In 1979, legendary Jamaican musician and activist Bob Marley made a visit to New Zealand, and now, a television documentary series called “When Bob Came” follows Marley’s journey in the country and explores his appeal to New Zealanders.
The actor James Rolleston, who starred in the film, “Boy,” by Taika Waititi and was not even born when Marley made the trip to New Zealand, is the presenter of “When Bob Came.” The series includes interviews with Tigilau Ness, a musician and activist himself, who remembers being at Western Springs where Marley performed with his band, The Wailers, as well as archival footage from the visit. There are also other interviews with people who discuss what Bob Marley means to them, including Oscar Kightley, Anika Moa, Troy Kingi, and others.
According to Angela Cudd, a producer and director of the “When Bob Came” series, Marley definitely had an impact on New Zealanders that began with his music and went on to his perspective on life and his “unapologetic freedom of thought.” She added that freedom was what the people of New Zealand needed at a particularly contentious time in their country’s history. It was this that spurred Marley’s transformation from musician to a legendary figure referred to as “Uncle Bob,” abd someone with whom people identified and believed represented them.
While Bob Marley died in 1981, his music has had a lasting impact on the music scene in New Zealand. Actor Rolleston has memories of listening to Marley’s music in his hometown, Ōpōtiki. He said he loves and respects reggae music and Marley, noting that while he was growing up, Marley was “quite a big person” and many people listened to him.
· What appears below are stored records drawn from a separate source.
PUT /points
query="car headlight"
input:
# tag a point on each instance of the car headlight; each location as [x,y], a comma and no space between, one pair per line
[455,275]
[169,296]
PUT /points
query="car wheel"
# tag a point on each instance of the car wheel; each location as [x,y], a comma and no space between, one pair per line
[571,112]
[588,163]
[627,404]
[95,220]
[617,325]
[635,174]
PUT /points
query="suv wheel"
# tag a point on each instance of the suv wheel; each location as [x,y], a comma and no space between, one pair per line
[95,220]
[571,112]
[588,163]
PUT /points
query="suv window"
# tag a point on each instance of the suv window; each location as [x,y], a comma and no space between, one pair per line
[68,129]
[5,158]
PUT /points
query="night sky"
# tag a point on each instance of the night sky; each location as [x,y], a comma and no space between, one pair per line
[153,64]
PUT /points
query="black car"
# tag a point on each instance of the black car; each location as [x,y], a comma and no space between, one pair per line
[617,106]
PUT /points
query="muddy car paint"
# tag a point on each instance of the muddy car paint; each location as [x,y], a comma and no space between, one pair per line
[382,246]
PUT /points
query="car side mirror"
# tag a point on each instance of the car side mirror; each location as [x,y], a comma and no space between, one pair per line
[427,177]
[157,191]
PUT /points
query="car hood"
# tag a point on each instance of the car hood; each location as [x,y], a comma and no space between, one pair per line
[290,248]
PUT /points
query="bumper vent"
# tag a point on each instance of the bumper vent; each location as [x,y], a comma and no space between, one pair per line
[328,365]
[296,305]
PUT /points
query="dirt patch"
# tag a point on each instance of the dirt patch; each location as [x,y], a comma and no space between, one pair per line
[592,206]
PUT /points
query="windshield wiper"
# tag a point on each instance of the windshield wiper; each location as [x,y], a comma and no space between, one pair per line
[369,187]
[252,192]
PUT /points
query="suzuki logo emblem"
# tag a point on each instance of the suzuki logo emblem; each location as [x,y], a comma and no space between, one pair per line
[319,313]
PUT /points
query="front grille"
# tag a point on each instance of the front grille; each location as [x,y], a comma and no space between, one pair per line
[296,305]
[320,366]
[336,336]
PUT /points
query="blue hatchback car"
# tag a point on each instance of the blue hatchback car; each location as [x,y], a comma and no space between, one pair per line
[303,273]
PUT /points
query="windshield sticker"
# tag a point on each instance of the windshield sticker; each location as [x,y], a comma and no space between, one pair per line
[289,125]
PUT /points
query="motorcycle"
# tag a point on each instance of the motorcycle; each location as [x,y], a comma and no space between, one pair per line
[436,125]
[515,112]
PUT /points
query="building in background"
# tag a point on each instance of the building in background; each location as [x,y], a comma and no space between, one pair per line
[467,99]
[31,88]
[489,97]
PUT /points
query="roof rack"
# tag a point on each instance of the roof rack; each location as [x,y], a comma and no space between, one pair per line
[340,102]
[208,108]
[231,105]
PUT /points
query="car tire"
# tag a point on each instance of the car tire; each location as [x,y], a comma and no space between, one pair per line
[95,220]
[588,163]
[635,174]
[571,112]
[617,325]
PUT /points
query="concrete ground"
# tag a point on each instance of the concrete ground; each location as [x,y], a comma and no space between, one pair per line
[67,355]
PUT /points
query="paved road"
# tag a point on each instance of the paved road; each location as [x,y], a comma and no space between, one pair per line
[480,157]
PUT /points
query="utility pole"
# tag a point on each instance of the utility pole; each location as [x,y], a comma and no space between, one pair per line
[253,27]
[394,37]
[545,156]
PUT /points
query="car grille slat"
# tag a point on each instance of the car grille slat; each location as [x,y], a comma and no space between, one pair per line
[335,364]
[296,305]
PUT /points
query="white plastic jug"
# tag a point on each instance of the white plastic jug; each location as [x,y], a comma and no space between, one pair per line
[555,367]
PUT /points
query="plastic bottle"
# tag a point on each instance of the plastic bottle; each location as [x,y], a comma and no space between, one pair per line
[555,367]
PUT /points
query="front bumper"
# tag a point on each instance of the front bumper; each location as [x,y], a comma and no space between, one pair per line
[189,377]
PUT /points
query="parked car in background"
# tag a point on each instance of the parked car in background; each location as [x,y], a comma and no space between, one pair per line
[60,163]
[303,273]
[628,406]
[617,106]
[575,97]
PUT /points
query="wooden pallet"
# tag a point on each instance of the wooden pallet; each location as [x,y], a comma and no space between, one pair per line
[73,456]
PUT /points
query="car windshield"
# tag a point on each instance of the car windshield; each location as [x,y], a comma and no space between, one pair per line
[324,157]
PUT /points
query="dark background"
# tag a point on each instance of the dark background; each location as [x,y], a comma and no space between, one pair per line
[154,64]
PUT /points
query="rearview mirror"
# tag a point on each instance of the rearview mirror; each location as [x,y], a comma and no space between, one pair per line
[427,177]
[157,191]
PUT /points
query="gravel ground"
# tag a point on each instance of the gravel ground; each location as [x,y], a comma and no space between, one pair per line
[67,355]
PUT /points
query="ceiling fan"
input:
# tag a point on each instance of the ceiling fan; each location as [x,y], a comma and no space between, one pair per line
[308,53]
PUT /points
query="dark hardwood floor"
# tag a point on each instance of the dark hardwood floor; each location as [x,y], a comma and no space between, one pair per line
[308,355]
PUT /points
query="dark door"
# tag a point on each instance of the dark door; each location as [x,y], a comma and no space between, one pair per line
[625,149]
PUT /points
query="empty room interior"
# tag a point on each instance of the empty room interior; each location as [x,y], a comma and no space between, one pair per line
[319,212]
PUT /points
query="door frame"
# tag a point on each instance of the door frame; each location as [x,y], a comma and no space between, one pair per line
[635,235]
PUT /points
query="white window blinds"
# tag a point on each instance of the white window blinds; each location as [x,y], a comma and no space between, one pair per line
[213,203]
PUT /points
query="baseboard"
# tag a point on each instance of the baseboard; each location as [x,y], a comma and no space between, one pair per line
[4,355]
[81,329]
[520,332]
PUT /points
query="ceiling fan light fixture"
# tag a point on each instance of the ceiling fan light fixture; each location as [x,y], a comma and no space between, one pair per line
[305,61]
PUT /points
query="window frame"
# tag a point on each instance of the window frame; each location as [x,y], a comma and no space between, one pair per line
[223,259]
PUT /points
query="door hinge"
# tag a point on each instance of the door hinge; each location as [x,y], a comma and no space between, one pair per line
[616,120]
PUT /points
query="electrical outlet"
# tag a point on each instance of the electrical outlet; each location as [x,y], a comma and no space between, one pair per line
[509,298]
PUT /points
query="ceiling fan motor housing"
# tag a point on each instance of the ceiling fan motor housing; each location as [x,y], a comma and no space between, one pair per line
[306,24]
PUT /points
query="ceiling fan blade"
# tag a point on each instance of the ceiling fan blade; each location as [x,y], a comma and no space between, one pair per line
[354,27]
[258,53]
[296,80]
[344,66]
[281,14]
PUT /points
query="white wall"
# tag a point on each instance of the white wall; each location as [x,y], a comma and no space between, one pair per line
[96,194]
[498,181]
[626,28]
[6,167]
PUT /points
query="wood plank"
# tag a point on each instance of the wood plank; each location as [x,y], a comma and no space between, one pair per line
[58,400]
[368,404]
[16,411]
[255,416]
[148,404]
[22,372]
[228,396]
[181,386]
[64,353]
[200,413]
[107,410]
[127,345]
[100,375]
In 2016, when he was 19 years old, Rolleston had an automobile accident that left him in a coma for a month with a brain injury and a broken leg. He had to relearn how to walk and talk afterward. He said it was difficult recovering from the fatigue he felt along with additional cognitive issues, but he is doing well now. As an actor, he is best known for his roles in “Boy,” “The Dark Horse,” “The Breaker Upperers,” and “Whina,” as well as the TV programs “Golden Boy” and “Shortland Street.” In 2022, he made an appearance in the film, “One Winter,” with Julian Dennison, a film set during the 1981 Springbok tour.